GDPR and Google Analytics: Why You Need to Update Your GA Settings

AUTHOR: Jenny Kreizman
May 17, 2018
4 Min Read

Over the past couple of weeks, you may have received an email from Google with the subject line: Important updates about the General Data Protection Regulation (GDPR). The email looked something like this, and may have seemed confusing. Why is Google emailing me about EU policy changes if our organization is not located there?

Screen Shot 2018-05-16 at 5.15.35 PM

Digital platforms like Google and Facebook are making policy and product changes to comply with the European Union’s new General Data Protection Regulation, which regulates the collection, storage and processing of personal data of data subjects in the EU. Even if your organization does not operate or serve individuals in the EU, you may still be impacted by the changes that global businesses have to make to comply with GDPR, which is why you received this email.

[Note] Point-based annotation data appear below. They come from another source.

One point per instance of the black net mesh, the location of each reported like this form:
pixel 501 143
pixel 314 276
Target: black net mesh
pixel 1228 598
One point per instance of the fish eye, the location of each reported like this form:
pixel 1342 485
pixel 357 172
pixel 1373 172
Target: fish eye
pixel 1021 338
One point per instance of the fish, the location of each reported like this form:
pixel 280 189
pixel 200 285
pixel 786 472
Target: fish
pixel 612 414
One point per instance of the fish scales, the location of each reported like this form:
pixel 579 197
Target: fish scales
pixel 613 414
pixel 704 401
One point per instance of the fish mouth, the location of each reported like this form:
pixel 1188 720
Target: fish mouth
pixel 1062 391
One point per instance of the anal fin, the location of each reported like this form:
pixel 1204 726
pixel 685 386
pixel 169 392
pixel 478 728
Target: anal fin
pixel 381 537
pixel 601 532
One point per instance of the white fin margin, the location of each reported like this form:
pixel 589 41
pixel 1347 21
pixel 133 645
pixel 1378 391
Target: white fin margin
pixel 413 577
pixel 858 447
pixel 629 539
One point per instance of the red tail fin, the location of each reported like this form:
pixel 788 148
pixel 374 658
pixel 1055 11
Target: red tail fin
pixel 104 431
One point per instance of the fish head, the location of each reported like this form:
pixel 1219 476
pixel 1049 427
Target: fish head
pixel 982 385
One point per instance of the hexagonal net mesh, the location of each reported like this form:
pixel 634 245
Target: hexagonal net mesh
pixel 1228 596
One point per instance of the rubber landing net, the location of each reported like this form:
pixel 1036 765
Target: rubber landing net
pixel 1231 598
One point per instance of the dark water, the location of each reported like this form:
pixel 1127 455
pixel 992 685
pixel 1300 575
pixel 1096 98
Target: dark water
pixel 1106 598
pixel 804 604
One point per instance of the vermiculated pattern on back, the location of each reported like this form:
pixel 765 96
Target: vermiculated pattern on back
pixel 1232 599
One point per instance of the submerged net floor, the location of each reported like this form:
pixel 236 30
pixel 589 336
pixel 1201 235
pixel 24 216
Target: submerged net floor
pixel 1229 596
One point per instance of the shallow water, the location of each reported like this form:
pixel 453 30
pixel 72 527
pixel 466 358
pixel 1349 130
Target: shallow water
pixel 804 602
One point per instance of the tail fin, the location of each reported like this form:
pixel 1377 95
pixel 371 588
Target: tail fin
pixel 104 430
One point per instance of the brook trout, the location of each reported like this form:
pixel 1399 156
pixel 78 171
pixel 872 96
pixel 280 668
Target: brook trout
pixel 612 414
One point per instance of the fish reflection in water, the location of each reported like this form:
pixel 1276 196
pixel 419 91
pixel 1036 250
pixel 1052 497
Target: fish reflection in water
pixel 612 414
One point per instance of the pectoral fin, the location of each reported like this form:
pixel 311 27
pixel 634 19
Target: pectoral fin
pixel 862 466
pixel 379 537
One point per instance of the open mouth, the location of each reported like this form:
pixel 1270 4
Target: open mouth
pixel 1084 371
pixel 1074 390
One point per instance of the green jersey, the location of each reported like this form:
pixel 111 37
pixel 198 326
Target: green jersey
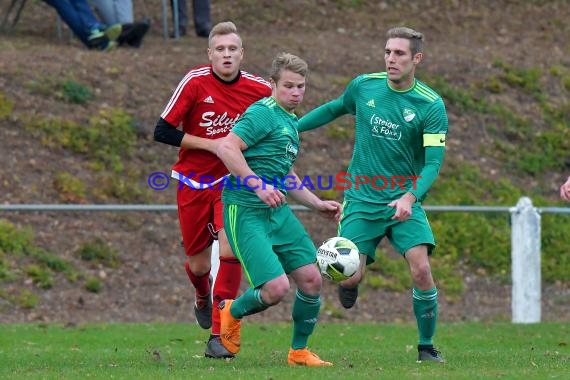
pixel 271 135
pixel 392 131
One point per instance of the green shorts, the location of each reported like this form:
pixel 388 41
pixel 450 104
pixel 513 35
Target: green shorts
pixel 267 241
pixel 366 224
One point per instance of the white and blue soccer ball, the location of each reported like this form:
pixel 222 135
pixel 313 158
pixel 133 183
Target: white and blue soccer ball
pixel 338 259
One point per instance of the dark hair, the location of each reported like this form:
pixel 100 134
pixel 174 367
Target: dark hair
pixel 286 61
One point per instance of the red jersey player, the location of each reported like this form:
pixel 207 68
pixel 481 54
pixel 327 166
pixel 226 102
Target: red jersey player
pixel 207 102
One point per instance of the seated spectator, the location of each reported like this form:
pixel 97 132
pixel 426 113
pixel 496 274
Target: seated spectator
pixel 121 12
pixel 79 16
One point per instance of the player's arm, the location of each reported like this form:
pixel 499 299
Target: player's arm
pixel 167 133
pixel 229 150
pixel 565 190
pixel 304 196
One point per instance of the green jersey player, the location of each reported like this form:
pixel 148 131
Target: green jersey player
pixel 266 237
pixel 400 133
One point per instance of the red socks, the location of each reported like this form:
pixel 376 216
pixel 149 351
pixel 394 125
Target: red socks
pixel 201 284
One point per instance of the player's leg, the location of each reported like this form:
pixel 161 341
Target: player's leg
pixel 363 224
pixel 296 252
pixel 414 239
pixel 247 230
pixel 194 215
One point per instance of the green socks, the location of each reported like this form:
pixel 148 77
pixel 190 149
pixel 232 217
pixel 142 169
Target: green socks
pixel 248 303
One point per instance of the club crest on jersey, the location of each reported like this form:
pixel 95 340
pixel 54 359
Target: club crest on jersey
pixel 408 114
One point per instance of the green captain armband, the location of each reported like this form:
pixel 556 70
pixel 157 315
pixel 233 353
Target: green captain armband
pixel 434 139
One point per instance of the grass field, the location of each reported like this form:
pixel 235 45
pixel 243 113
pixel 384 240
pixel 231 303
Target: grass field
pixel 359 351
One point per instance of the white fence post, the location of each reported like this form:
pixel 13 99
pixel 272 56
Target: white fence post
pixel 525 262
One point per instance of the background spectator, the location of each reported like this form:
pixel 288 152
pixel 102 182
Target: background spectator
pixel 79 16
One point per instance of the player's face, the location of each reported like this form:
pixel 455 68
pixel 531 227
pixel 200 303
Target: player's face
pixel 400 64
pixel 289 90
pixel 225 54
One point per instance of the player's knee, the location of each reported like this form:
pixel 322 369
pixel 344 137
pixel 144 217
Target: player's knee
pixel 422 275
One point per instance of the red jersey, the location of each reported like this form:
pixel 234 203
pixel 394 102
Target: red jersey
pixel 208 107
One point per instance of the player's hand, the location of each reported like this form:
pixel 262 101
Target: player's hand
pixel 270 195
pixel 565 190
pixel 403 207
pixel 330 210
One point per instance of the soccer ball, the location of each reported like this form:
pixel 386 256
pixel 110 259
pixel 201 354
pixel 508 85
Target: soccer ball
pixel 338 259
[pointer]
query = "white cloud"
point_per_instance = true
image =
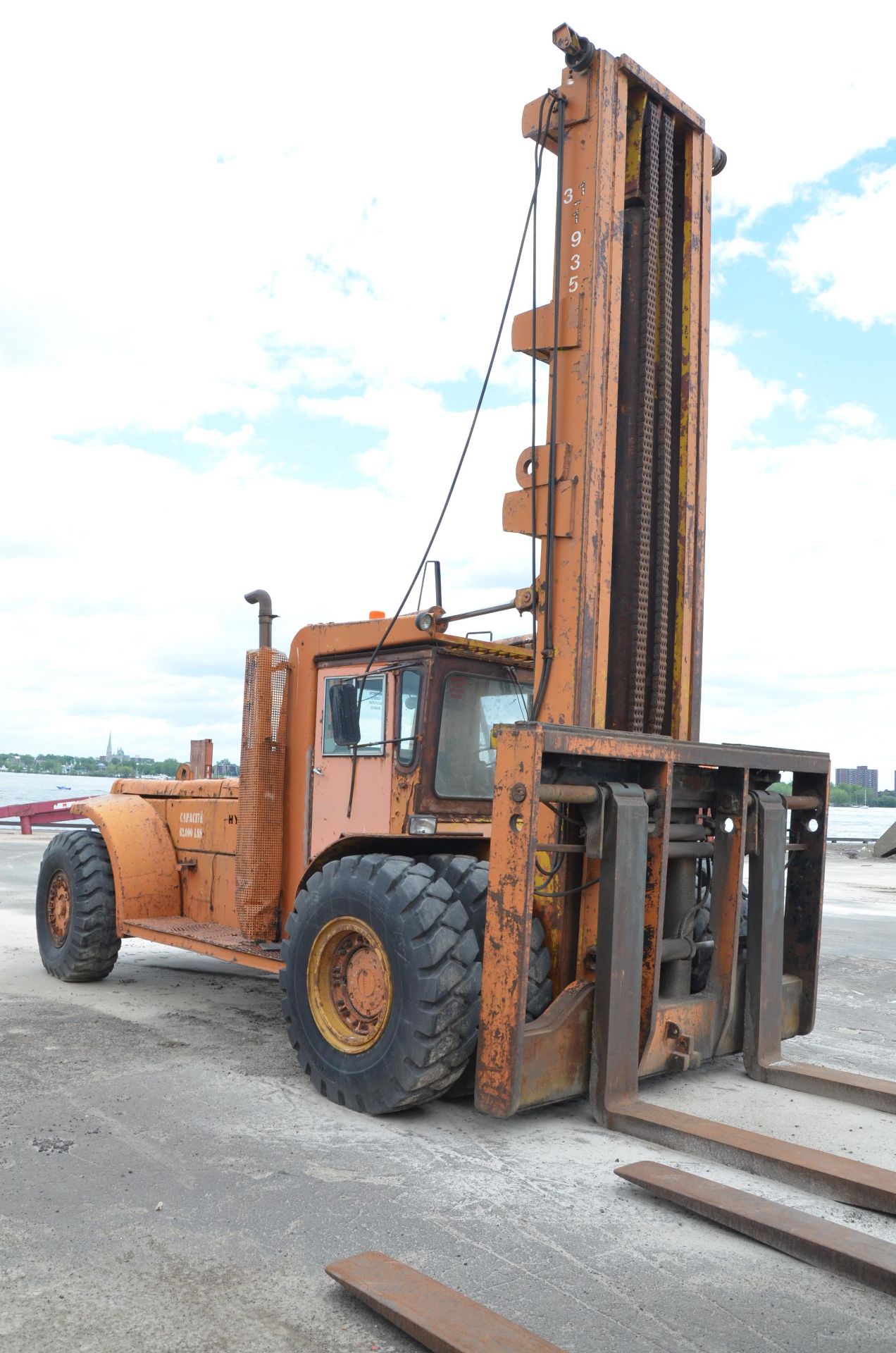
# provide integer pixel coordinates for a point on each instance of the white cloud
(221, 440)
(841, 254)
(730, 251)
(849, 417)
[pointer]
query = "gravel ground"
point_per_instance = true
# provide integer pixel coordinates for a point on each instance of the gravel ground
(170, 1180)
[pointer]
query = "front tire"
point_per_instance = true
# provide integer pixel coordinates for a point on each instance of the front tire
(380, 982)
(77, 937)
(468, 879)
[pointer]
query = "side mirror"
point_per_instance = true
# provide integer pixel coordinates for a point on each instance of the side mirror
(344, 715)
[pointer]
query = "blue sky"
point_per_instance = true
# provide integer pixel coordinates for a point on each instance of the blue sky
(245, 319)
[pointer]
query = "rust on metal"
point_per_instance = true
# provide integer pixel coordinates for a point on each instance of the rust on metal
(211, 938)
(803, 1237)
(261, 772)
(437, 1317)
(141, 854)
(58, 908)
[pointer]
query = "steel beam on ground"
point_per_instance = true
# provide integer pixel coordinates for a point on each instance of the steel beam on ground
(614, 1089)
(803, 1237)
(436, 1316)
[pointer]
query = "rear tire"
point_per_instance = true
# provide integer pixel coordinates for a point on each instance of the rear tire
(77, 937)
(392, 918)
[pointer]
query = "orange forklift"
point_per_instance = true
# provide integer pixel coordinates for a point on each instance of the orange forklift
(511, 867)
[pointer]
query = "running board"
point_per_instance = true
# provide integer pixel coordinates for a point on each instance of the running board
(618, 992)
(803, 1237)
(433, 1314)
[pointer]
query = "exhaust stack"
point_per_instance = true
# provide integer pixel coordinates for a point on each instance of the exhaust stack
(266, 614)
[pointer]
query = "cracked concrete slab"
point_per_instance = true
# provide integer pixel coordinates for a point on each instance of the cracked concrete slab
(171, 1182)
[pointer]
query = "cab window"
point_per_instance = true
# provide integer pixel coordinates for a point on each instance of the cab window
(408, 715)
(371, 715)
(471, 707)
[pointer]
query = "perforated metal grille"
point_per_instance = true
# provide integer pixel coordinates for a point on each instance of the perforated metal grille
(260, 819)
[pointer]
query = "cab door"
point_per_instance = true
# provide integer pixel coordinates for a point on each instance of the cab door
(332, 770)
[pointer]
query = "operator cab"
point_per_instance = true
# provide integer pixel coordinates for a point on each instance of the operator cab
(408, 747)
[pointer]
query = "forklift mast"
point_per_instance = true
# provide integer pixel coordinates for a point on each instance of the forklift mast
(620, 483)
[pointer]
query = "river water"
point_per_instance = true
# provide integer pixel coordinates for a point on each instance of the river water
(38, 789)
(868, 823)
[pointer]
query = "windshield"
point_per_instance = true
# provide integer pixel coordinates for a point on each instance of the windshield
(471, 707)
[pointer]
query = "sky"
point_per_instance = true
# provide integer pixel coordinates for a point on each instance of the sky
(252, 261)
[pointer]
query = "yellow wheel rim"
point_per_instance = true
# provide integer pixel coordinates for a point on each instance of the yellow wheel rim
(349, 984)
(58, 908)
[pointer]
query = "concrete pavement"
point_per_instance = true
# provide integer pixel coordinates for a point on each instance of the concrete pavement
(172, 1082)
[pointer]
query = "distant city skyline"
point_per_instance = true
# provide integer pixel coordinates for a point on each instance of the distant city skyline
(861, 776)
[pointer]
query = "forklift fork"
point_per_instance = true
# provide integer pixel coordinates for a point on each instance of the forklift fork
(618, 987)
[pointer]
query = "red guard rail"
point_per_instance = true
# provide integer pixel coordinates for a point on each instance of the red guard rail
(42, 815)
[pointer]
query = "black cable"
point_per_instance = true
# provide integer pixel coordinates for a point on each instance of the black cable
(565, 892)
(547, 629)
(539, 156)
(459, 467)
(473, 426)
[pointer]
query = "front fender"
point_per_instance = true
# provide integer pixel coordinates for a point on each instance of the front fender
(141, 854)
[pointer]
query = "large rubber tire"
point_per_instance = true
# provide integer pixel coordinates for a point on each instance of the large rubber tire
(468, 879)
(77, 861)
(435, 970)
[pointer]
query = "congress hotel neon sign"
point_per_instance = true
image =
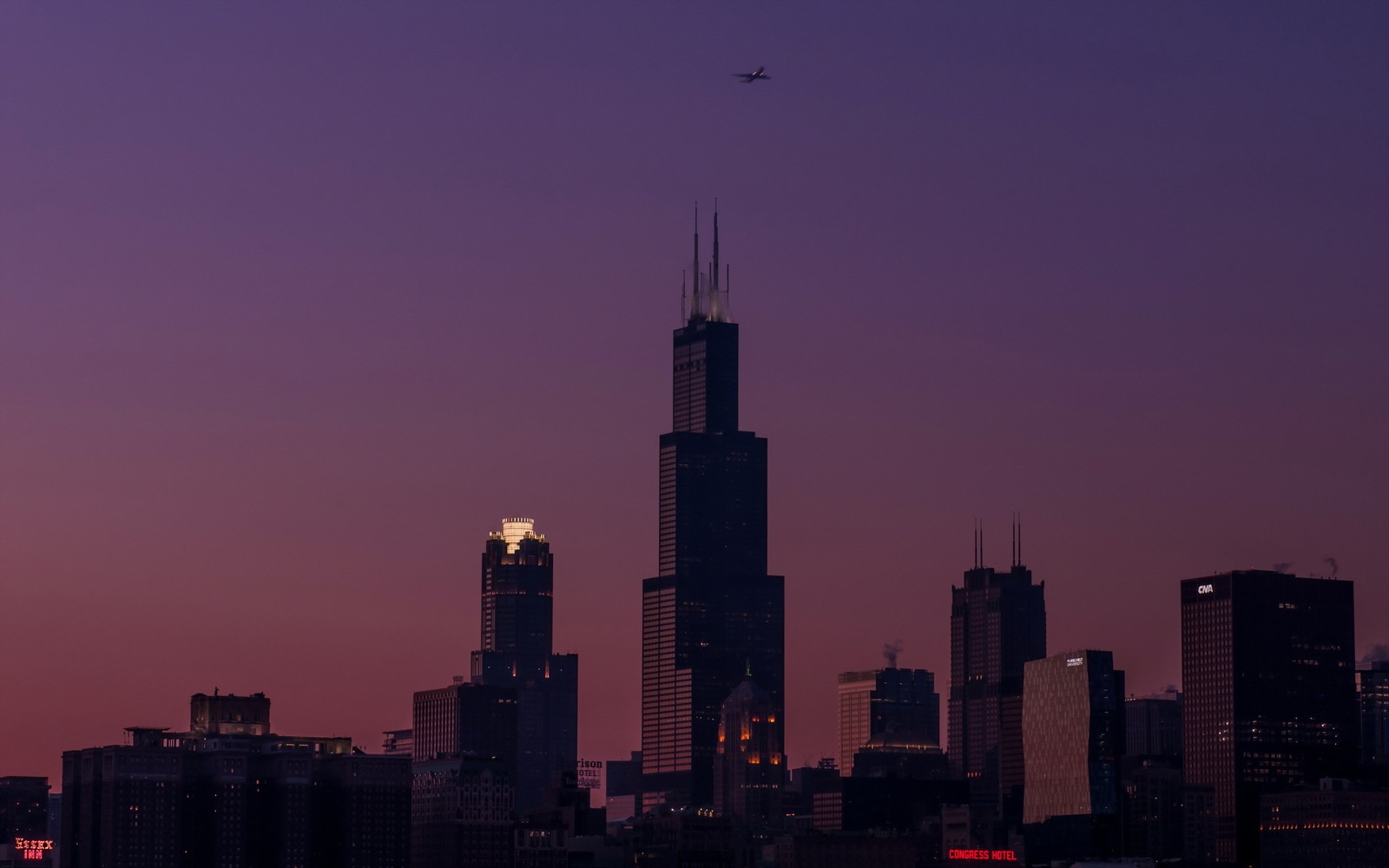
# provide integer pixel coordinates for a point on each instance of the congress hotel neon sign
(31, 849)
(992, 856)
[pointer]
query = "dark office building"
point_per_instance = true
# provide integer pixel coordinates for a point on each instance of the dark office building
(622, 788)
(24, 823)
(997, 622)
(465, 720)
(1153, 726)
(1073, 736)
(24, 807)
(463, 812)
(752, 767)
(518, 653)
(1373, 685)
(1268, 692)
(463, 806)
(1150, 777)
(234, 800)
(713, 615)
(892, 701)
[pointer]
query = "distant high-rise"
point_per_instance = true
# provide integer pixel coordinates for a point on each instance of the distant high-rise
(1268, 694)
(997, 622)
(1150, 775)
(1153, 726)
(1073, 738)
(222, 795)
(464, 752)
(1373, 681)
(752, 767)
(713, 615)
(902, 703)
(518, 653)
(24, 809)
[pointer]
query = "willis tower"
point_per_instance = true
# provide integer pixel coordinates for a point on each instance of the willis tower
(713, 617)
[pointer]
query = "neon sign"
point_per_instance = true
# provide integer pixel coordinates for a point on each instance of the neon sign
(31, 849)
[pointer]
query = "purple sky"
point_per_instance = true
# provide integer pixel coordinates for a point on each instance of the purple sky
(300, 300)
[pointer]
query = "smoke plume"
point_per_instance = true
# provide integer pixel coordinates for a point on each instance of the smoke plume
(889, 653)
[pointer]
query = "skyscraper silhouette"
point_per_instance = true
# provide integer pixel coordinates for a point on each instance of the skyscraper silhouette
(997, 622)
(713, 615)
(1268, 692)
(517, 652)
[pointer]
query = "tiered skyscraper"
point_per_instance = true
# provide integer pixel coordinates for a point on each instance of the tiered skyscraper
(518, 653)
(713, 617)
(997, 622)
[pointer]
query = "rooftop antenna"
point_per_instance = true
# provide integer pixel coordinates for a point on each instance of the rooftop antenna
(1013, 550)
(715, 245)
(694, 305)
(978, 543)
(713, 273)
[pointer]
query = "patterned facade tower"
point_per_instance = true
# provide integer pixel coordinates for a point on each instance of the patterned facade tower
(1073, 738)
(713, 613)
(997, 622)
(517, 653)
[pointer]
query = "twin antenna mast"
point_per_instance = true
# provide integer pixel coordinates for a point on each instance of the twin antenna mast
(708, 302)
(1016, 555)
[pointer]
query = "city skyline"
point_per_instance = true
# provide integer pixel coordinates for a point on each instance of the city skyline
(266, 392)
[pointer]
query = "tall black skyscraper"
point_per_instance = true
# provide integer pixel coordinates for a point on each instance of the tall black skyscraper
(517, 652)
(1268, 692)
(713, 617)
(997, 622)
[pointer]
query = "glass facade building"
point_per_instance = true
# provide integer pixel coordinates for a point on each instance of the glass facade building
(1268, 694)
(712, 617)
(1073, 736)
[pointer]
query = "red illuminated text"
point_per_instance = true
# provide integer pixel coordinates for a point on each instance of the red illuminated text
(31, 849)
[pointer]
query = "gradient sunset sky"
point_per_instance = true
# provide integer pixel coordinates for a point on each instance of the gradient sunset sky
(300, 300)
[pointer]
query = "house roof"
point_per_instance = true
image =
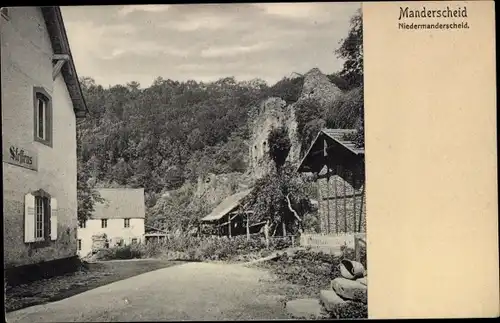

Most of the details that Google outlines in this email require no action from U.S. based organizations. Simply by continuing to use their platforms, you agree to their updated terms of use. Otherwise, it’s just a quick “I agree” to make some of the persistent notifications disappear. Buried in the bottom of this email, however, is one important note that requires your attention:

“If you use Google Analytics (Standard or 360): Please review the data retention controls that allow you to manage how long your user and event data is held on our servers. Starting May 25, we will process data deletions based on your settings.”

This refers to a new feature from Google Analytics, Data Retention, which “gives you the ability to set the amount of time before user-level and event-level data stored by Google Analytics is automatically deleted from Analytics’ servers.”

Google has set the default expiration period to 26 months. This change goes into effect on May 25, 2018, which means that if you make no updates to your existing Google Analytics settings, you will lose access to some of your historical Google Analytics data.* This is not as scary as it sounds, but if you want some time to think things over before making permanent changes to your account, you may want to adjust the default data retention period.

Google provides several options if you choose to update your data retention period:

14 months

26 months

38 months

50 months

Do not automatically expire

We recommend you review any existing privacy policy you have, and determine the period of time for which you want to retain access to historical GA data. If you are a US organization serving primarily US individuals, we recommend selecting “Do not automatically expire,” and updating your privacy policy accordingly.

If you select a data retention period other than “Do not automatically expire,” you’ll also want to determine whether you want these settings to “Reset on new activity.” Switch this to “On” if you want the retention period to renew each time a visitor returns.

You can change your selection, even after May 25th. According to Google, “Once you select a deletion period other than “Do not automatically expire,” any affected data is deleted during the next monthly process. Additionally, whenever you modify the retention period, Analytics waits 24 hours before implementing the change. During this 24-hour period, you can revert your change and your data will be unaffected.”

The video below shows you where you need to go in Google Analytics to update your Data Retention settings. Keep in mind, you need to do this for every active Google Analytics property that you manage. The video also shows how to navigate between properties.

There will be a lot of communication about changes related to GDPR in the coming weeks, and here at Capacity Interactive we are actively working to address these changes for our clients, and the arts industry at large. If you’re looking for some resources to help you through the GDPR process, check out this blog post

*If you choose to have your data automatically expire after a set time period, you will still have access to some historical information, specifically standard aggregated Google Analytics reporting (i.e., the main reports you look at on a regular basis like sessions, bounce rate, etc). You would not, however, be able to access certain advanced features like applying segments or creating custom reports, which are important features for analysis.